Beim Kauf eines erbbaurechtsbelasteten Grundstücks durch den Erbbauberechtigten oder einen Dritten unterliegt lediglich der nach Abzug des Kapitalwerts des Erbbauzinsanspruchs vom Kaufpreis verbleibende Unterschiedsbetrag der Grunderwerbsteuer. Dies gilt auch dann, wenn der Erbbauberechtigte aus Gründen, die in seinem Verhältnis zum Käufer begründet sind, beabsichtigt, im Zusammenhang mit dem Kauf auf das ihm zustehende Erbbaurecht zu verzichten. Ein solcher Verzicht berührt nämlich ausschließlich das Verhältnis des Erbbauberechtigten zum Käufer und kann es daher nicht rechtfertigen, den gesamten Kaufpreis der Grunderwerbsteuer zu unterwerfen.

§ 2 Abs. 1 S. 2 Nr. 3 GrEStG führt auch dann, wenn der Erbbauberechtigte selbst das erbbaurechtsbelastete Grundstück kauft, dazu, dass der auf den Erwerb des Erbbauzinsanspruchs entfallende Teil des Kaufpreises nicht der Grunderwerbsteuer unterliegt, und zwar unabhängig davon, ob der Erbbauberechtigte beabsichtigt, das Erbbaurecht aufzuheben oder nicht. Infolgedessen unterlag der auf den Erwerb des Erbbauzinsanspruchs entfallende Teil des Kaufpreises von 235.000 € nicht der Grunderwerbsteuer. Der Kläger hatte das Grundstück zum Teil als Erbbauberechtigter und zum Teil, nämlich soweit seine Eltern Erbbauberechtigte waren, als Dritter erworben, und zwar erst nach der Bestellung des Erbbaurechts. Dass der Kläger und seine Eltern die Aufhebung des Erbbaurechts beabsichtigten, war unerheblich.
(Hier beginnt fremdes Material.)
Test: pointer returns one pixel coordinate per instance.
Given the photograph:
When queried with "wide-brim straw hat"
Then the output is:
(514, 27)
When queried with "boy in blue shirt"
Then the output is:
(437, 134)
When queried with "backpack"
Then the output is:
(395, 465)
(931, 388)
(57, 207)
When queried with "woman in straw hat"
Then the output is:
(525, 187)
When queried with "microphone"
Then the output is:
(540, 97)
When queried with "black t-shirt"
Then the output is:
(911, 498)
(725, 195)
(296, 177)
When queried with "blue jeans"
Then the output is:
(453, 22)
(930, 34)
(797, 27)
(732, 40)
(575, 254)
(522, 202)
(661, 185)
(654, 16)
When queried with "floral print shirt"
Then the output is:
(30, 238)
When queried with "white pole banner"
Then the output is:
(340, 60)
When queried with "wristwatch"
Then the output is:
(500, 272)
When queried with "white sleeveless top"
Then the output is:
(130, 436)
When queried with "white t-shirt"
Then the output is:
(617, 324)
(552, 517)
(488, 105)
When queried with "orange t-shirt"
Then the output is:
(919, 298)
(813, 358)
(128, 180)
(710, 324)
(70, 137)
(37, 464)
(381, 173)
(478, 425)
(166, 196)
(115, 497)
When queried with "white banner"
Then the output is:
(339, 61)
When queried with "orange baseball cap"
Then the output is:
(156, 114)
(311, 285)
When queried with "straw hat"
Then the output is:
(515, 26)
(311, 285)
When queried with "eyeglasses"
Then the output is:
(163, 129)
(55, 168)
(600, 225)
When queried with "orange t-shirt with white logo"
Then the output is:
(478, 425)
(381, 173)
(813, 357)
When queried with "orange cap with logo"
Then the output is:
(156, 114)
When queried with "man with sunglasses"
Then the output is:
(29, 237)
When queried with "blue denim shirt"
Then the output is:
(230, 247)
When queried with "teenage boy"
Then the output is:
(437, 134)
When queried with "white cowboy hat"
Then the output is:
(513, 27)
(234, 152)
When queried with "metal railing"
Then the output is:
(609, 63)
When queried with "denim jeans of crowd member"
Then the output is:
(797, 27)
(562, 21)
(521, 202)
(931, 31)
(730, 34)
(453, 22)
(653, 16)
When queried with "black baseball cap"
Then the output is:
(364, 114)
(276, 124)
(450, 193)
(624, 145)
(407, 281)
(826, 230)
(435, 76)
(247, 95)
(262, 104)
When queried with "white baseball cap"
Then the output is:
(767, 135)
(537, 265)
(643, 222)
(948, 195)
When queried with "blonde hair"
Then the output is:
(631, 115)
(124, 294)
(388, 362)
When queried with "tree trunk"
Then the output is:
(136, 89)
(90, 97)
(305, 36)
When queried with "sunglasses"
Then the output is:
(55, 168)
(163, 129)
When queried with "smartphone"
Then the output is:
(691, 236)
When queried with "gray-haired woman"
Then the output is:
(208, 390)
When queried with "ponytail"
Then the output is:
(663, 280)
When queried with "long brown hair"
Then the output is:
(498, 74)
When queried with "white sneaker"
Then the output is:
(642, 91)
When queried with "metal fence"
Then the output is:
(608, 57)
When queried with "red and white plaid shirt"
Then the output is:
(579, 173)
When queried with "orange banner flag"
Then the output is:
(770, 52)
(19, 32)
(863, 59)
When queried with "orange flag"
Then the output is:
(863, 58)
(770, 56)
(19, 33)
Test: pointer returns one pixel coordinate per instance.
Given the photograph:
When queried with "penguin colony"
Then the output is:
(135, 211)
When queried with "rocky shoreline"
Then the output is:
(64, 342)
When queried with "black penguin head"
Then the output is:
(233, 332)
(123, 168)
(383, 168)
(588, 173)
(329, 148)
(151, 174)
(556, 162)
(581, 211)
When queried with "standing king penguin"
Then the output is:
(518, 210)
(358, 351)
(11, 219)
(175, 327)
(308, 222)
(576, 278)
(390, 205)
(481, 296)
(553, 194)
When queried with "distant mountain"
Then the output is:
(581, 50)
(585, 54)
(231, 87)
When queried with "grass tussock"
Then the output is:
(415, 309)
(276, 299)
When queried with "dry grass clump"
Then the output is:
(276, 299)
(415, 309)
Das FG hatte verkannt, dass der vom Kläger geschuldete Kaufpreis in vollem Umfang auf den Kapitalwert des Erbbauzinsanspruchs entfällt und somit die Grunderwerbsteuer für den Grundstückskauf auf 0 € festzusetzen war.

Bei Anwendung der sog. Boruttau'schen Formel wäre der Kaufpreis für das Grundstück entgegen der Ansicht des FG nicht im Verhältnis des gemeinen Werts des unbelasteten Grundstücks zum Kapitalwert des Erbbauzinsanspruchs, sondern im Verhältnis des ohne Berücksichtigung des Anspruchs auf den Erbbauzins ermittelten gemeinen Werts des belasteten Grundstücks zum Kapitalwert des Erbbauzinsanspruchs aufzuteilen. Die Formel war jedoch hinsichtlich der Frage, welche Teile des Kaufpreises beim Erwerb eines erbbaurechtsbelasteten Grundstücks auf das Grundstück einerseits und auf den Kapitalwert des Erbbauzinsanspruchs andererseits entfallen, nicht anwendbar.